In my hometown, I used to babysit my neighbor’s kids: a fourth-grader named Daniel and his older sister Lizzy. I was driving them home from Sunday school once when Daniel asked me, “Why do we give money to the church?” I paused, trying not to misstep with my words, but Lizzy jumped in before I had the chance to say anything. “So the church can help the poor,” she explained. I thought that would settle it, but Daniel turned to me again and asked, most urgently: “Well why don’t we just give our money to the poor instead?”
At the time, I stammered through an incomplete answer, but here’s what I would have said: A healthy church helps the poor not just by handing out food baskets at Thanksgiving, but by spreading a message. Justice arrives only at the moment where the congregation and even citizens beyond the body of the church understand their role as participants in the complex, interconnected society.
I don’t go to church anymore, but I believe in the fundamental truth of empathy. More than that, I believe that being “preachy” isn’t necessarily a bad thing and that elements of the College are quasi-congregational, secular though it is: We break bread together in Paresky, we rely on each other within and without the fabled entry system and whether we have emotionally or intellectually agreed or not, we have all “bought in” to the lofty claims and goals of the college.
Mental Health Committee started YANA to develop this community of empathy. Still, YANA is not a perfect event; there is a danger in the gap between the speakers and the audience, between performance and reality. Many of the students who shared stories seemed or claimed to be on the “upswing.” I observed a refrain of success in which students had fought their demons and sought out resources and were feeling much better – “good” even. I worry sometimes that this self-proclaimed conquering of mental illness is emblematic of a culture that seeks achievement and success at all costs. At a small school, no one wants to fall too far outside the norm and stigma still exists even within communities that strive for solidarity. I worry that those who need it the most don’t attend YANA, or perhaps sit quietly in the audience, wanting to but unable to speak.
I want YANA to resonate throughout the school until the power of love and empathy circulate freely between entries and co-ops, classrooms and sports fields. I don’t want the event to become just another part of the routine, like a “handout” to the poor instead of the systematic overhaul of economic injustice. But this takes work, energy and participation.
Perhaps the most shocking element of YANA is when people we presumed were “happy” reveal that they in fact are not.
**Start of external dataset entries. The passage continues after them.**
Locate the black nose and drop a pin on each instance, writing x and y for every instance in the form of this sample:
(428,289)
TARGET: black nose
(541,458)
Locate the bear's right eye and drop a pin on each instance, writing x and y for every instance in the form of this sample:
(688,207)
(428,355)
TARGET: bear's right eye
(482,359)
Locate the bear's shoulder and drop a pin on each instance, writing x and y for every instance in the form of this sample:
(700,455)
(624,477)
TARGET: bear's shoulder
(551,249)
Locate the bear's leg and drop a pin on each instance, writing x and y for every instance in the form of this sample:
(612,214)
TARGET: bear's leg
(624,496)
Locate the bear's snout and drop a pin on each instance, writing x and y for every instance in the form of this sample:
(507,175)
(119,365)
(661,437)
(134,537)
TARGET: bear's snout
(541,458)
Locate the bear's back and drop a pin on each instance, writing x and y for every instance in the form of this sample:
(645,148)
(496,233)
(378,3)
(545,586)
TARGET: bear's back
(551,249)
When someone is sick with some sort of mental illness, it is incredibly difficult for them to seek help on their own. It often takes friends and family to, at least initially, help them find treatment and care. Only 11 speakers had the chance to speak at this semester’s YANA. Imagine how many others are still fighting demons, still unhappy each day. Because of these concerns, it is imperative that as a community we devote more than 90 minutes each semester to conversations about mental health. How should we engage with each other? Who should ask the tough questions? What does empathy mean?
I sincerely thank everyone who spoke at the event and who gave the gift of love so freely to the College community. But I implore our community to not let the conversation end here, and find the strength of those eleven speakers to be a little more honest in our daily performances.
Celeste Pepitone-Nahas ’17 is an English major from Lake Oswego, Ore. She lives in Prospect.